Pour la vue, les aliénations de ce genre sont moins fréquentes : « Un homme, très intelligent, dit Wigan (p. 126), avait le pouvoir de poser devant lui son double. Il riait très fort à ce double qui riait aussi. Ce fut longtemps pour lui un sujet d’amusement., mais dont le résultat final fut lamentable. Il se convainquit graduellement qu’il était hanté par lui-même (haunted by himself). Cet autre moi le chicanait, taquinait et mortifiait sans relâche. Pour mettre fin à cette triste existence, il règla ses affaires et, ne voulant pas commencer une autre année, le 31 décembre, à minuit, il se tira un coup de pistolet dans la bouche. »

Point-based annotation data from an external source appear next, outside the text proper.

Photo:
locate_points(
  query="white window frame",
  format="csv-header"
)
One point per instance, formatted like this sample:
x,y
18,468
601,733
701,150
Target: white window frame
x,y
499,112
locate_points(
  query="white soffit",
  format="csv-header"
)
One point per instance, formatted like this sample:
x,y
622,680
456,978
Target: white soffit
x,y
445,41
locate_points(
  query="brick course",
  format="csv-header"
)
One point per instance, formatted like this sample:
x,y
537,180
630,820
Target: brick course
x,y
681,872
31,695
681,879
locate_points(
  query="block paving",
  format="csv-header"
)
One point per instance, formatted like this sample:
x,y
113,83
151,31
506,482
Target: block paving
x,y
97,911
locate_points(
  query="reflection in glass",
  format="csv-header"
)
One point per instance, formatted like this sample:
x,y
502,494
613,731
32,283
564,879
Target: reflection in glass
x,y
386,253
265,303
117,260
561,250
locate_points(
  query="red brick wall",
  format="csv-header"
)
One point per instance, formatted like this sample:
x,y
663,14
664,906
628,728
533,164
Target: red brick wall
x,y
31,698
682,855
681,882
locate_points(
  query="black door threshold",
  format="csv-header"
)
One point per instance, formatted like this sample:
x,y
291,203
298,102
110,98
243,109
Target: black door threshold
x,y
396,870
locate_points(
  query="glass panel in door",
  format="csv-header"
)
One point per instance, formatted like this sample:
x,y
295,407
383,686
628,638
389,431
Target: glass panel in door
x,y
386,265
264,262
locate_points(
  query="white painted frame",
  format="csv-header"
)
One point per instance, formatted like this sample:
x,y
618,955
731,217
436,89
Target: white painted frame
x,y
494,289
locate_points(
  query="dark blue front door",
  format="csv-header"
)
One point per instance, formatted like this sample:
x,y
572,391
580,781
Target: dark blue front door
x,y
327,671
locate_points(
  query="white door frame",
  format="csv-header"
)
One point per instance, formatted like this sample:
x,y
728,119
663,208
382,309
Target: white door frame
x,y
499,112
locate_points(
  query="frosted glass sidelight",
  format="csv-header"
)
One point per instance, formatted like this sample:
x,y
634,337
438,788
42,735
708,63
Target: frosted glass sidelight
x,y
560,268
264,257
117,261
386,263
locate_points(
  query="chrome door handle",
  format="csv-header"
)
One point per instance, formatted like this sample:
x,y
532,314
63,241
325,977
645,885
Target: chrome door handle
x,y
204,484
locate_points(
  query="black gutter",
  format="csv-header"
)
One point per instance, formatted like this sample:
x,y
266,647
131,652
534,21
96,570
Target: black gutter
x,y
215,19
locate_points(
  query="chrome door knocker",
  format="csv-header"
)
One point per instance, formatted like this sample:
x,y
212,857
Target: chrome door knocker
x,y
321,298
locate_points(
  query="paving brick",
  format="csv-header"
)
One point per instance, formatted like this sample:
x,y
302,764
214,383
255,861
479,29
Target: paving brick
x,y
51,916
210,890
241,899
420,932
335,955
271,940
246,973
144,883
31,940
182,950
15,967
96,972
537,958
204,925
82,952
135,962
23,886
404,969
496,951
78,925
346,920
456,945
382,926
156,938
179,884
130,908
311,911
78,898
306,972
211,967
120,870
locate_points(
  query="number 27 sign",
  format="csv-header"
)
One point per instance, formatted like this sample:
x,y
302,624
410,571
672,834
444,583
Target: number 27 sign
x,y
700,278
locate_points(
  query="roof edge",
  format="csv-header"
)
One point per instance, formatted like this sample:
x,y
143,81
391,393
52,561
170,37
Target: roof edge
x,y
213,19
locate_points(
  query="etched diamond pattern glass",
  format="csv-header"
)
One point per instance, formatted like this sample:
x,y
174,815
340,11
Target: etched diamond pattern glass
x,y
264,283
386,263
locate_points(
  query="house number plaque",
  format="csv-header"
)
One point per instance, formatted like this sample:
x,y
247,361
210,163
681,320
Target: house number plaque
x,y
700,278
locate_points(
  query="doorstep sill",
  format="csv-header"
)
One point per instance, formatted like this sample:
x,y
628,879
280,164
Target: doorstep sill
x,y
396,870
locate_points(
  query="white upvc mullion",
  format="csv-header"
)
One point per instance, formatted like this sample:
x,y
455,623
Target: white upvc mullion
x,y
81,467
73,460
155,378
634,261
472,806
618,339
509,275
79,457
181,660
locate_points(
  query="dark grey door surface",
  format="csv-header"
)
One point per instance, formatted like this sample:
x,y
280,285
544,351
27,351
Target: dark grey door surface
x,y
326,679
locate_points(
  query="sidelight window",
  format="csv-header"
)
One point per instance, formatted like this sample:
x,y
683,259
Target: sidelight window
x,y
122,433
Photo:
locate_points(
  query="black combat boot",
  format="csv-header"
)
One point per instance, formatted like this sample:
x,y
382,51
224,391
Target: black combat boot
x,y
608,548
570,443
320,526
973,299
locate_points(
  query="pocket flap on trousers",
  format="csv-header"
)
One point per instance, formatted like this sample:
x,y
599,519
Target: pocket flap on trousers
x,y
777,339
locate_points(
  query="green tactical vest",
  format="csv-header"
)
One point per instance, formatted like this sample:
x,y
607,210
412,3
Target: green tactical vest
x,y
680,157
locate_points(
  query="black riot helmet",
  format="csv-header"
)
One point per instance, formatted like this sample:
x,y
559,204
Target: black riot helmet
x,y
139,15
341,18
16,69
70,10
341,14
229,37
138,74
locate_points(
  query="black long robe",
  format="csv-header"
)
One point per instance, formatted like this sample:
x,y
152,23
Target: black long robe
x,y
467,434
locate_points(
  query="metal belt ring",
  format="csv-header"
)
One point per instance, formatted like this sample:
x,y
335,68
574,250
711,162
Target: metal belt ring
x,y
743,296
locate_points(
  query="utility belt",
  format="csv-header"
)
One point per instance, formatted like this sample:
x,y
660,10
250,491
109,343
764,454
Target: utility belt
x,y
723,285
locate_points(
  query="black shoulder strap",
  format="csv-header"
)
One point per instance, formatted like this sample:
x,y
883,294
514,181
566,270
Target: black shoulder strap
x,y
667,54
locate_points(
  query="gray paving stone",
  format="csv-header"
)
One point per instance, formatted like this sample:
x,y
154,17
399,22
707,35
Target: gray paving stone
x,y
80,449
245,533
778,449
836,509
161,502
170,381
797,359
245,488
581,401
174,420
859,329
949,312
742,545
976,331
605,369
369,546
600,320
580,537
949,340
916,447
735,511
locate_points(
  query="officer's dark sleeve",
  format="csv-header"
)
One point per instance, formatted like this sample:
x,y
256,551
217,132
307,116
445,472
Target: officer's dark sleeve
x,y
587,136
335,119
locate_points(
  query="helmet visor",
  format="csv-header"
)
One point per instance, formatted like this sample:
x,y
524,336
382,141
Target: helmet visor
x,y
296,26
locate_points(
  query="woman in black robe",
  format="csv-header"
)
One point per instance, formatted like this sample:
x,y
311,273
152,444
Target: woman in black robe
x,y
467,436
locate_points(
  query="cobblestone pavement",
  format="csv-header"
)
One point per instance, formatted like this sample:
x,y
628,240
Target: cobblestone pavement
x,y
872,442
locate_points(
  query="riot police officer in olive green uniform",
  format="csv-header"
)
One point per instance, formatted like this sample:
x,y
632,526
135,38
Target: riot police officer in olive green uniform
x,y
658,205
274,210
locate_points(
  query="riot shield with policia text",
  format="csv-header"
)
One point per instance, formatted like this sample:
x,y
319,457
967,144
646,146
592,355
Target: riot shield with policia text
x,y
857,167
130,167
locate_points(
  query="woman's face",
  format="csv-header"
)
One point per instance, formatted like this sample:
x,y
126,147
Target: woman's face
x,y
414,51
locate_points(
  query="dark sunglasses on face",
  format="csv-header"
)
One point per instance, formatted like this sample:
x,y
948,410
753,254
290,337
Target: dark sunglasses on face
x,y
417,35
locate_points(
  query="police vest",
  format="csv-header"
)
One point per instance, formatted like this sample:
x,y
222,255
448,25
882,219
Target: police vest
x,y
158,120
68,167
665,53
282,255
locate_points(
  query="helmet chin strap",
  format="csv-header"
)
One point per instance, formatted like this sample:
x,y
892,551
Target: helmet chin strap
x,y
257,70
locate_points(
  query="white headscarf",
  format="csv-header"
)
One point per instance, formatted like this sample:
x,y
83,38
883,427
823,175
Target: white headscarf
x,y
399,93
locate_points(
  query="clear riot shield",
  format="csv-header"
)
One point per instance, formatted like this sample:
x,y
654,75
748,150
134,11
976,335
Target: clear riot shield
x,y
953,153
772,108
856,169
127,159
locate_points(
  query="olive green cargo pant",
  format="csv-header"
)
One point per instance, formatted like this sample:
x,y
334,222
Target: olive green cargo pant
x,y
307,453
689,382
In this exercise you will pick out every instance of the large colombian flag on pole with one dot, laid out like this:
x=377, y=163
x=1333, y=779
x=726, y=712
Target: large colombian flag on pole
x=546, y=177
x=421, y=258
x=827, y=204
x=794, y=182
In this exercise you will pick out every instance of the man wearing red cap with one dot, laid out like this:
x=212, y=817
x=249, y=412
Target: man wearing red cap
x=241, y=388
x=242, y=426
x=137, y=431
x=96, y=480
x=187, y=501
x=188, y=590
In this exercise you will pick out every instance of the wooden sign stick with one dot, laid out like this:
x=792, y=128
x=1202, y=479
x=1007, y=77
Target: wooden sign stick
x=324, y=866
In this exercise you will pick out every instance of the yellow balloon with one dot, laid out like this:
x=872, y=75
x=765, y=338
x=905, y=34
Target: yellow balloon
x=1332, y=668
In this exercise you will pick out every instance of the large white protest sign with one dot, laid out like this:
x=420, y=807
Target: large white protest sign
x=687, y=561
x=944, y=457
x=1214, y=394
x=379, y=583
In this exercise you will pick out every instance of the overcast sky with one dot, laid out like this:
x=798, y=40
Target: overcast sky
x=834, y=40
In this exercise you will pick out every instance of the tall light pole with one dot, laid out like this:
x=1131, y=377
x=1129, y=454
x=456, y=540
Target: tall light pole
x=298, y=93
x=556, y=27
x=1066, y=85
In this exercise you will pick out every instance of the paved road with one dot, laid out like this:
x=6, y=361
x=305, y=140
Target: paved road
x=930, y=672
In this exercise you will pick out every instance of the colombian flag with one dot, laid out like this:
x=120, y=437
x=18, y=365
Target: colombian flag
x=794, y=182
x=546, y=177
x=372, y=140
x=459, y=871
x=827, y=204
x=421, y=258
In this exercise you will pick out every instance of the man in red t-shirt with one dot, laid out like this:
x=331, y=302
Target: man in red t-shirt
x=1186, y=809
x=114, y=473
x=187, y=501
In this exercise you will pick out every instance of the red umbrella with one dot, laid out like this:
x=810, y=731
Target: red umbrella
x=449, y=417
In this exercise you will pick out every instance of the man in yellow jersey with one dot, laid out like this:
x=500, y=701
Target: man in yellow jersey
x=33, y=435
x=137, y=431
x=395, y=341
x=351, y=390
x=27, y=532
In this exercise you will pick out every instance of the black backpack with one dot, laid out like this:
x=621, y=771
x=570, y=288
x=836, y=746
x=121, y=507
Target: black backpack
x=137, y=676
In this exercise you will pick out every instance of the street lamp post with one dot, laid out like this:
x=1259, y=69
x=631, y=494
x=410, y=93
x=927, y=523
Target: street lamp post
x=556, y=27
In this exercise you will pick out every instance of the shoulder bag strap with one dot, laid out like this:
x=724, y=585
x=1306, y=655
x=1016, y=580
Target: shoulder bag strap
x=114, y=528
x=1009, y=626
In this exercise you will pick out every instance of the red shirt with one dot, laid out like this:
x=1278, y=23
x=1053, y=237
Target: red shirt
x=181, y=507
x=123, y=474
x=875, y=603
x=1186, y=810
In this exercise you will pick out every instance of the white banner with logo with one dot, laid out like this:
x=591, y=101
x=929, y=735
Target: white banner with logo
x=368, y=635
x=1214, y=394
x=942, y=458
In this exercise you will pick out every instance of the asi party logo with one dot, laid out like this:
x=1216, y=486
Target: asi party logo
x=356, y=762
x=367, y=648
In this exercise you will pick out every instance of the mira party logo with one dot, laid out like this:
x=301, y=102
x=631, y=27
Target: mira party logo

Enfin M. Ball a rapporté, dans l’Encéphale (1889, II), le fait d’un Américain qui, par des hallucinations simultanées de l’ouïe et de la vue, crée de toutes pièces un personnage imaginaire. « À la suite d’une isolation, il resta sans connaissance pendant un mois. Peu de jours après avoir repris ses sens, il entendit une voix d’homme nettement articulée qui lui dit : « Comment allez-vous ? » Le malade répondit, et une courte conversation s’engagea. Le lendemain la même question est répétée. Le malade regarde et ne voit personne. « Qui êtes-vous ? » dit-il. « Je suis M. Gabbage », répondit la voix. Quelques jours plus tard, le malade entrevit son interlocuteur qui, à partir de cette époque, s’est toujours présenté sous les mêmes traits et le même costume. Il le voit toujours de face, en buste seulement : c’est un homme vigoureux et bien fait, de trente-six ans

  1. Griesinger. Maladies mentales, trad. franç., p. 285-286. — Baillarger rapporte un cas analogue. Annales médico-psych. ; Ire série, tome VI, p. 151.